In its new budget proposal for Fiscal 2013, Rogers notes, the administration expands on this idea by proposing that the 28 percent limit apply not only to itemized deductions but to a host of other tax breaks that disproportionately benefit upper-income taxpayers while pumping up the federal deficit. These include breaks for employer-sponsored health insurance and retirement  contributions.

“All these current tax preferences would be limited to that which a taxpayer in the 28 percent tax bracket could enjoy,” Rogers writes in a blog posting today. “As a result, the administration estimates the broader proposal would raise $584 billion over 10 years—about double the revenue raised from the itemized deduction proposal alone.”

The itemized deduction limit, she says, would be “a piece of cake to implement.”  But she warns that implementing the broader part of the President’s new proposal would be more challenging.
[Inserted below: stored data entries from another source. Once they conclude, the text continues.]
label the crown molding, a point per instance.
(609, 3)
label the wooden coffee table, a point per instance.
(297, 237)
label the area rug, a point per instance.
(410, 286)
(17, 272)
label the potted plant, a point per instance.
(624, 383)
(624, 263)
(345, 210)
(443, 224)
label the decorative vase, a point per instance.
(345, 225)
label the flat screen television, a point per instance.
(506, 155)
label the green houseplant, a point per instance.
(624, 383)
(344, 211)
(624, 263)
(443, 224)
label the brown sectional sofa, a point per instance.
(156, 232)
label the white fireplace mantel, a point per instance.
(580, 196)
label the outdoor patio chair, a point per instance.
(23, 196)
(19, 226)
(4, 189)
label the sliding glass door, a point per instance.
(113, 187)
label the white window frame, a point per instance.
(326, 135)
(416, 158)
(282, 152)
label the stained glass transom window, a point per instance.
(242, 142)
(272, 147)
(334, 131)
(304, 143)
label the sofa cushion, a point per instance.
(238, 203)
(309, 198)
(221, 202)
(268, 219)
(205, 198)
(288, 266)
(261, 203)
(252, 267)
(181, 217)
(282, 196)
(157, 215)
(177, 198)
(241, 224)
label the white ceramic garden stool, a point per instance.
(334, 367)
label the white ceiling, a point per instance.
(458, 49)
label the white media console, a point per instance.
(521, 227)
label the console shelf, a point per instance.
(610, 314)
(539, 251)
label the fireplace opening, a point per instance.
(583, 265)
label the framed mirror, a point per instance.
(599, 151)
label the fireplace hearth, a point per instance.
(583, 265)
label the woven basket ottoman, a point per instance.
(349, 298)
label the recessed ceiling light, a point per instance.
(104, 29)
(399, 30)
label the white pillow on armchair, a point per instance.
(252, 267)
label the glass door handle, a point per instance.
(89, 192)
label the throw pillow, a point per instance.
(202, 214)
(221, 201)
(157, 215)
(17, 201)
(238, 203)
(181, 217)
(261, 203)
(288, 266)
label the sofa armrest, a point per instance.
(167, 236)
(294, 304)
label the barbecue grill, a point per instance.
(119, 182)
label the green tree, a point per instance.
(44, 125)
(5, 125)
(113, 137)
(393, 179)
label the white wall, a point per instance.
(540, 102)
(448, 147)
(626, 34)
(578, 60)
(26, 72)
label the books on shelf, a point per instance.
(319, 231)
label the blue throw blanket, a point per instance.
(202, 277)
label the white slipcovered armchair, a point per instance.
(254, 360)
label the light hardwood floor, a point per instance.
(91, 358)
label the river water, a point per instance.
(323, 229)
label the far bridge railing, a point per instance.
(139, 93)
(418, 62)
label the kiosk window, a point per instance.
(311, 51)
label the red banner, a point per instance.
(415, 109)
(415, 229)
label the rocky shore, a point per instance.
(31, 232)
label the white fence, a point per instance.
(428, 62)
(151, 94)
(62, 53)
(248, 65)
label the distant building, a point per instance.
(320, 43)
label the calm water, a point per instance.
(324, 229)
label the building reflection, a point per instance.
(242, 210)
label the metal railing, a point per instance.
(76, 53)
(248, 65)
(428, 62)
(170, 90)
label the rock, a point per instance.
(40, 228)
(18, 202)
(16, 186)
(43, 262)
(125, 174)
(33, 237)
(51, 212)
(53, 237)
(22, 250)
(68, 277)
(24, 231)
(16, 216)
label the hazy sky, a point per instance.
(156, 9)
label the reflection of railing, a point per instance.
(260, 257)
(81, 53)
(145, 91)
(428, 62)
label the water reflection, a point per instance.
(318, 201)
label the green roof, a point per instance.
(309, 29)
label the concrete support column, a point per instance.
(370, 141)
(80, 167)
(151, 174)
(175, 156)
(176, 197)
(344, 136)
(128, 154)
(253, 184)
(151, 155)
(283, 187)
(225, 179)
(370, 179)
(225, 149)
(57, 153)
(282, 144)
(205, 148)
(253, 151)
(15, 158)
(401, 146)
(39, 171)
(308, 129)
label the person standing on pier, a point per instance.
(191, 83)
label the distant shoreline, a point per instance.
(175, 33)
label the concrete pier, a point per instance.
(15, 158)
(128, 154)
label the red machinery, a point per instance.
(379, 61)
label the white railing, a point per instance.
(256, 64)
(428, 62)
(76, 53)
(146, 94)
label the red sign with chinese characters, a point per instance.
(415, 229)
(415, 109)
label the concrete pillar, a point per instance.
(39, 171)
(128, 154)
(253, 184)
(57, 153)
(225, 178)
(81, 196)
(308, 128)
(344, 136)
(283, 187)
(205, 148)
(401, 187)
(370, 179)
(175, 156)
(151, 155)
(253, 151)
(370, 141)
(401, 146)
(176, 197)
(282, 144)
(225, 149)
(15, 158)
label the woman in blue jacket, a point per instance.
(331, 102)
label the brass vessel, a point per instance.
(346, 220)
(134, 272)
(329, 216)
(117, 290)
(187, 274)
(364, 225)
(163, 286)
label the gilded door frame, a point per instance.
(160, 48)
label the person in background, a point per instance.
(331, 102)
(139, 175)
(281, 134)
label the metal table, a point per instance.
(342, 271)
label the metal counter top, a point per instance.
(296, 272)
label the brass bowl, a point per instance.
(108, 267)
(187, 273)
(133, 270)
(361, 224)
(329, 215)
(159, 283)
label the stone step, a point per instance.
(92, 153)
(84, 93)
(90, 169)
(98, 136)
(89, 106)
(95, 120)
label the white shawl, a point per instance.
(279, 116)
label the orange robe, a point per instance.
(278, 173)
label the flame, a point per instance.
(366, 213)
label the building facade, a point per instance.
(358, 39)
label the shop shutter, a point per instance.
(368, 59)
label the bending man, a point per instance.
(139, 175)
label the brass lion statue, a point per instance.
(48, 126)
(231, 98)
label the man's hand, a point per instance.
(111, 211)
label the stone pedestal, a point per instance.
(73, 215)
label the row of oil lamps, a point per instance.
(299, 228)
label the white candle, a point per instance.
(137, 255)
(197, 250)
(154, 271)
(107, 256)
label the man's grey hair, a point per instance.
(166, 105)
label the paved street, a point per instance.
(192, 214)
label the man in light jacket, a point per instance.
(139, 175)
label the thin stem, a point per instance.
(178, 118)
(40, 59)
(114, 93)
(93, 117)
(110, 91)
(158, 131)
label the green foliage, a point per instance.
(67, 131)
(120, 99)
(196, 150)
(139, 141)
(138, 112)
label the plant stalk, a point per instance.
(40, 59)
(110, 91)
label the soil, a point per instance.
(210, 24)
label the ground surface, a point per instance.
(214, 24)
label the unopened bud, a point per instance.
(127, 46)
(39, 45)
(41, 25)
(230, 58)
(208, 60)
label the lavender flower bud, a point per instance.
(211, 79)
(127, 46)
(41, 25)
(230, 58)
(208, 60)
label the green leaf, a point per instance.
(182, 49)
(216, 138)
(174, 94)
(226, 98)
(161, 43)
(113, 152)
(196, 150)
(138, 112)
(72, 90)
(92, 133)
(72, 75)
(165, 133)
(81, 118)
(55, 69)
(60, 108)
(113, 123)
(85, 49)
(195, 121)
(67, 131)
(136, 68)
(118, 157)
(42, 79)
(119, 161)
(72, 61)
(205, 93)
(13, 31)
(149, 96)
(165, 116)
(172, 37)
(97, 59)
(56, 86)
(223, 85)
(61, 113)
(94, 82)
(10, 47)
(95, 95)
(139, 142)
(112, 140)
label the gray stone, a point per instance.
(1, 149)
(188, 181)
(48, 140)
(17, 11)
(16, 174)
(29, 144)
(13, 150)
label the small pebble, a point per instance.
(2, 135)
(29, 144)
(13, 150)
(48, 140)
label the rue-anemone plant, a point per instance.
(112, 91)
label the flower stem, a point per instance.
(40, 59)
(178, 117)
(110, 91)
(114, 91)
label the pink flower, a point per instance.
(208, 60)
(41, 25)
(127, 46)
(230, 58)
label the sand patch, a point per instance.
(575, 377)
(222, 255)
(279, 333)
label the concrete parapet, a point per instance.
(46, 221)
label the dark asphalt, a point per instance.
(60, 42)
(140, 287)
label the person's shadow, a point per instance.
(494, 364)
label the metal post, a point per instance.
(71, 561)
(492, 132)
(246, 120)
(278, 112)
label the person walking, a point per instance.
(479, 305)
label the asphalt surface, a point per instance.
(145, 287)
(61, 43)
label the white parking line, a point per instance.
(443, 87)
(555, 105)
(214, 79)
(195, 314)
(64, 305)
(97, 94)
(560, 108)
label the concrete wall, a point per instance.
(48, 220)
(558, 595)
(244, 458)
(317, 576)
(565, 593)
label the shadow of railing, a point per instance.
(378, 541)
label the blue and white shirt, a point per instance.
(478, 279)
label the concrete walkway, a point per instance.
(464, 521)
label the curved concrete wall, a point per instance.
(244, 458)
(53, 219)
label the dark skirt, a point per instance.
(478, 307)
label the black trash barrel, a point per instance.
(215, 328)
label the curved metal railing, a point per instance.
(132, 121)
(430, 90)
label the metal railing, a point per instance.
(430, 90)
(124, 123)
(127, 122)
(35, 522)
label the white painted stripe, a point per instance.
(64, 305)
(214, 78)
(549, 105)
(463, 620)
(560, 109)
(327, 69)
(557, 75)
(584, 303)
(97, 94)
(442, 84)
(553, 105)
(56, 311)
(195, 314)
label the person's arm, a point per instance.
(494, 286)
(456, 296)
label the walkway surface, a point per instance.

Read more with The President’s Proposal to Limit Itemized Deductions Is Still a Great Idea

GOP Leaders Float New Payroll Tax Plan

House Republican leaders say they could introduce legislation this week to extend the Social Security payroll tax holiday through the end of the year without offsetting the cost. The announcement Monday came after continued haggling between Democrats and Republicans over extending the temporary tax cut as well as unemployment benefits and the “doc fix,” a delay in scheduled cuts in Medicare reimbursement rates for doctors.

Most lawmakers in both parties say they want to extend these policies. But they have been unable to agree on how to pay for them, with accusations of procrastination and bad faith in conference committee talks flying in both directions. The current extensions, approved late last year, are scheduled to expire at the end of this month.
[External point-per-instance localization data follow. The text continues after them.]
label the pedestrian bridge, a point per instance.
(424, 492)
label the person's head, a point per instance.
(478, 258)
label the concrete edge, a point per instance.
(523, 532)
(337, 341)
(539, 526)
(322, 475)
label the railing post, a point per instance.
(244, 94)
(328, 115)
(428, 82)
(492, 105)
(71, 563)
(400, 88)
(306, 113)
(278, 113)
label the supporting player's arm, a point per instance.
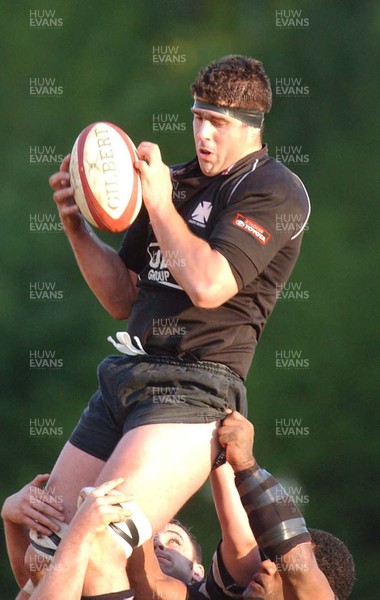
(104, 271)
(76, 554)
(239, 550)
(202, 272)
(277, 524)
(30, 507)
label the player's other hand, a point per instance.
(155, 177)
(34, 507)
(102, 507)
(236, 436)
(63, 197)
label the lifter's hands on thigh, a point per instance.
(236, 436)
(34, 507)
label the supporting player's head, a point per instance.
(230, 98)
(179, 553)
(235, 81)
(336, 562)
(333, 558)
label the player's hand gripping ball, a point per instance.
(107, 187)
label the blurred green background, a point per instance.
(98, 60)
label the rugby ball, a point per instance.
(107, 187)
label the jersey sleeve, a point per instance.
(133, 246)
(257, 224)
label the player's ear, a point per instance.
(198, 572)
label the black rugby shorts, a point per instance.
(145, 390)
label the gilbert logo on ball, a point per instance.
(107, 187)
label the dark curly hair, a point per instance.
(234, 80)
(335, 561)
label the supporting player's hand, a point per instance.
(34, 507)
(155, 177)
(68, 210)
(236, 436)
(102, 507)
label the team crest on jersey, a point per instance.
(201, 214)
(259, 233)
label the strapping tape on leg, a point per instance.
(132, 532)
(46, 545)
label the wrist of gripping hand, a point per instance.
(276, 522)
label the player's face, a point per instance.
(221, 141)
(174, 552)
(266, 584)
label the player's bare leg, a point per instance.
(163, 465)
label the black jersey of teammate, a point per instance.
(254, 214)
(218, 584)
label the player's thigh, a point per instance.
(163, 465)
(73, 470)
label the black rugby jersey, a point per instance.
(254, 214)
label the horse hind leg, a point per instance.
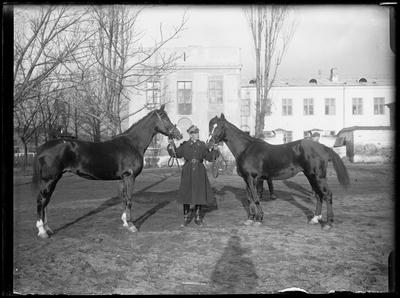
(256, 212)
(323, 193)
(271, 189)
(127, 185)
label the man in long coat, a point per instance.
(194, 188)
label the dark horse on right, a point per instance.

Speaker John Boehner and other House Republican leaders characterized their new proposal in a statement Monday as a “backup plan” that would ensure continuation of the payroll tax cut while negotiations continued over the other extensions.

While their announcement was seen by some as a big political concession on the payroll tax cut, Democrats also expressed concern about the idea of separating that popular issue from the other proposed extensions.

Congress needs to pay for long-term recurring policies like the doc fix. Ideally, the short-term measures that help support the economy would be paid for as well, although it makes sense to phase in offsets so as not to blunt the policies’ immediate economic effects. 

Insurer Shifts Focus to Health Care Quality

The nation’s largest private health insurer is launching a plan to move away from the traditional fee-for-service system that many analysts say bears much of the blame for excessive medical spending.

Under traditional fee-for-service plans, compensation for providers of medical care is based on individual services. The Concord Coalition and other advocates of health care reform have long argued that this creates powerful incentives to provide excessive and sometimes even harmful treatments rather than focusing on medical outcomes.  And rising medical costs, coupled with an aging population, are a critical factor in the long-term structural deficits in the federal budget.

UnitedHealth Group Inc. is introducing a plan that could tie some of the compensation for providers to goals such as avoiding hospital re-admissions and ensuring that patients receive certain screenings, according a Feb. 9 story in The Wall Street Journal. In some cases, failure to meet certain standards could result in lower payments.

UnitedHealth began sending information about the changes to employers in late January. While the new plan appears to be particularly extensive, it comes as other insurance providers are also changing their reimbursement policies to focus on quality standards as well as promote more primary care. This is momentum in the right direction.